JAKARTA – Menteri Agama, Nasaruddin Umar memastikan peringatan Nuzululqur’an 17 Ramadan 1447 H akan dilaksanakan di Istana Negara, Jakarta. Kepastian itu disampaikan usai dirinya bertemu Presiden Prabowo Subianto, Rabu (4/3/2026).
“Saya baru saja menghadap Bapak Presiden untuk membicarakan persiapan Nuzululqur’an. Jadi, Insyaallah Nuzululqur’an yang akan dilaksanakan di Jakarta tepatnya di Istana Negara,” kata Nasaruddin kepada wartawan, Rabu (4/3/2026).
Menurutnya, sempat ada beberapa opsi lokasi, mulai dari Masjid Istiqlal hingga Istana Garuda di Ibu Kota Nusantara (IKN). Namun, Presiden Prabowo menegaskan acara tersebut akan digelar di Istana Negara.
“Kami bicarakan juga mengenai teknis karena banyak alternatif apakah di IKN apakah di Istiqlal apakah di Istana. Bapak presiden memberi petunjuk kita lakukan di Istana Negara,” ujarnya.
Selain persiapan Nuzululqur’an, pertemuan itu juga membahas rencana pembayaran zakat Presiden dan para anggota Kabinet Merah Putih yang akan dijadwalkan di Istana Negara.

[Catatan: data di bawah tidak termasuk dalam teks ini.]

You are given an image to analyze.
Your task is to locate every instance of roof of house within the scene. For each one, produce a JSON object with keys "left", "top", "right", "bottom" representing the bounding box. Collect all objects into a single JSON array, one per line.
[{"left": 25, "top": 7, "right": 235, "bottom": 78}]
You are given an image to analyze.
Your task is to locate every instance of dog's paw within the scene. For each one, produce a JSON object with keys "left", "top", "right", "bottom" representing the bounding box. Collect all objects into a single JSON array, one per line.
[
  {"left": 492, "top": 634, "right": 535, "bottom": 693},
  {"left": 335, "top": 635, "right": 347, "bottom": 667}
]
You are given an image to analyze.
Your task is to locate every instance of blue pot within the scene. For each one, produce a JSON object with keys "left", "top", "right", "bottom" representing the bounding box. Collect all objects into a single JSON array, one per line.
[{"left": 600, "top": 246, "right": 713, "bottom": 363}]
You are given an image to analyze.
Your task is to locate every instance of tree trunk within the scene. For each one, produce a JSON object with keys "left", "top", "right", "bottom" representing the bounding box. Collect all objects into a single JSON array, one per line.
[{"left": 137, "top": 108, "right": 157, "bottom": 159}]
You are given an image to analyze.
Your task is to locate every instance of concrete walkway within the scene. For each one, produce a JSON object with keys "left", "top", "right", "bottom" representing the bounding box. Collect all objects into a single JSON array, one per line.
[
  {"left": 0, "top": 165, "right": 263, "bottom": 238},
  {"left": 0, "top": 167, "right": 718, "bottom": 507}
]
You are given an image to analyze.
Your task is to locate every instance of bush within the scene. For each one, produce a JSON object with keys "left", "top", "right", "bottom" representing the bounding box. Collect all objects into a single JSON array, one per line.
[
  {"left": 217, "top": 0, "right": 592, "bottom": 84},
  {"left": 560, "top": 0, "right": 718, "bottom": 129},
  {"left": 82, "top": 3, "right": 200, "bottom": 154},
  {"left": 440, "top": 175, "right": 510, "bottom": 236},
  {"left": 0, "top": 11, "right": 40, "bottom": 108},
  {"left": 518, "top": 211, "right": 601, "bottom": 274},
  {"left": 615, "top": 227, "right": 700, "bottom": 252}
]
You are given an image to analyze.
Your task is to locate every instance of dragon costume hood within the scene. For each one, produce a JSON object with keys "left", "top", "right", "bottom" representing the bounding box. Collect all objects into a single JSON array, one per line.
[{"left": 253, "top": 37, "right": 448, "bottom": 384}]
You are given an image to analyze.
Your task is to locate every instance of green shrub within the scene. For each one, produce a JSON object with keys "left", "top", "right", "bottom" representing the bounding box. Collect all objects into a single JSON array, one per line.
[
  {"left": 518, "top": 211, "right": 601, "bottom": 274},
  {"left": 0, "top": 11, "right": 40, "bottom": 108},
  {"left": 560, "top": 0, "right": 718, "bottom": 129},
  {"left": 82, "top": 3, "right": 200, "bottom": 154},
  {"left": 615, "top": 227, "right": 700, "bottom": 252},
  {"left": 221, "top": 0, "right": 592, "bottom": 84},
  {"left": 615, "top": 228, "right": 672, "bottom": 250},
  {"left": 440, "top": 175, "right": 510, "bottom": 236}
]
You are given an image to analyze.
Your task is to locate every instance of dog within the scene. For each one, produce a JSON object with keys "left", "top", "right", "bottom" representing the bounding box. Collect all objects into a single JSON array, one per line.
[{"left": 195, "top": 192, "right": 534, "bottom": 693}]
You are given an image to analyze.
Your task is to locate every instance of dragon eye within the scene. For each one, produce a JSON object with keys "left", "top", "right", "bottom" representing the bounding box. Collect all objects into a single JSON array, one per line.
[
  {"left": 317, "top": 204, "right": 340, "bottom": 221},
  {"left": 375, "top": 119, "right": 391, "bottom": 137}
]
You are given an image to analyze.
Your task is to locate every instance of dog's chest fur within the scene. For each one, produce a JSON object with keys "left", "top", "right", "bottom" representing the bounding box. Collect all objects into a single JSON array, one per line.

Nasaruddin turut melaporkan kepada Presiden mengenai persiapan Idulfitri 1447 H yang bertepatan dengan Hari Raya Nyepi pada 19 Maret 2026. Ia menegaskan, takbiran tetap dapat dilakukan di Bali, tapi tanpa penggunaan pengeras suara.
“Cuma tidak pakai sound system daripada waktu jam 18.00 sampai jam 21.00,” jelasnya.
Ia menambahkan, pemerintah daerah dan tokoh-tokoh Bali telah sepakat agar perayaan takbiran tidak bertentangan dengan tradisi Nyepi. “Alhamdulillah kami melapor kepada Bapak Presiden sudah ada kesepakatan dengan pemerintah setempat dan tokoh-tokoh di Bali bahwa takbir itu tidak bertentangan dengan Nyepi. Cuma syaratnya ya Nyepi-nya berjalan, tapi takbirnya juga berjalan,” kata Nasaruddin.